Todo su ser resulta zarandeado por lo que acontece en el quirófano. Está convencido de que los perros saben que les ha llegado la hora. A pesar del silencio y del procedimiento indoloro, a pesar de los buenos pensamientos en que se ocupa Bev Shaw y él trata de ocuparse, a pesar de las bolsas herméticas en las que cierran los cadáveres recién fabricados, los perros huelen desde el patio lo que sucede en el interior. Agachan las orejas y bajan el rabo como si también ellos sintieran la desgracia de la muerte; se aferran al suelo y han de ser arrastrados o empujados o llevados en brazos hasta traspasar el umbral. Sobre la mesa de operaciones algunos tiran enloquecidos mordiscos a derecha e izquierda, algunos gimotean de pena; ninguno mira directamente la aguja que empuña Bev, pues de algún modo saben que va a causarles un perjuicio terrible.

Los peores son los que lo olfatean y tratan de lamerle la mano. Nunca le han gustado esos lametones, y su primer impulso es el de alejarse. ¿Por qué fingir que es un camarada, cuando en realidad es un asesino? Sin embargo, se ablanda. Un animal sobre el cual pende la sombra de la muerte, ¿por qué iba a sentir que se aparta como si su tacto fuese una aberración? Por eso les deja lamer su mano si quieren, tal como Bev Shaw los acaricia y los besa cuando se lo permiten.
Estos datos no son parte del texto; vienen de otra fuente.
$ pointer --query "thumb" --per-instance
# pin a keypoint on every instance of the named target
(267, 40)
Espera no pecar de sensiblero. Procura no mostrar sentimientos a los animales que mata, ni mostrar sentimientos a Bev Shaw. Evita decirle: «No sé cómo puedes hacerlo», para no tener que oírle responder: «Alguien tiene que hacerlo». No descarta la posibilidad de que en lo más profundo Bev Shaw tal vez no sea un ángel liberador, sino un demonio, y que tras sus muestras de compasión puede ocultarse un corazón tan correoso como el de un matarife. Trata de mantenerse con la mente bien abierta.

Como es Bev Shaw quien empuña la aguja y la clava, es él quien se ocupa de disponer de los restos. A la mañana siguiente a cada sesión de matanza, viaja con la furgoneta cargada al recinto del Hospital de los Colonos, a la incineradora, y allí entrega a las llamas los cuerpos envueltos en sus negras bolsas.

Sería mucho más sencillo transportar las bolsas a la incineradora inmediatamente después de la sesión y dejarlas allí depositadas, para que el personal se ocupara de ellas. Eso, sin embargo, significaría dejar a los perros en un contenedor junto con el resto de los despojos del fin de semana: los residuos de las habitaciones y los quirófanos del hospital, la carroña recogida en las carreteras, los restos malolientes de la curtiduría, una mezcla de rebañaduras y detritos a la vez azarosa y terrible. No está dispuesto a causarles semejante deshonra.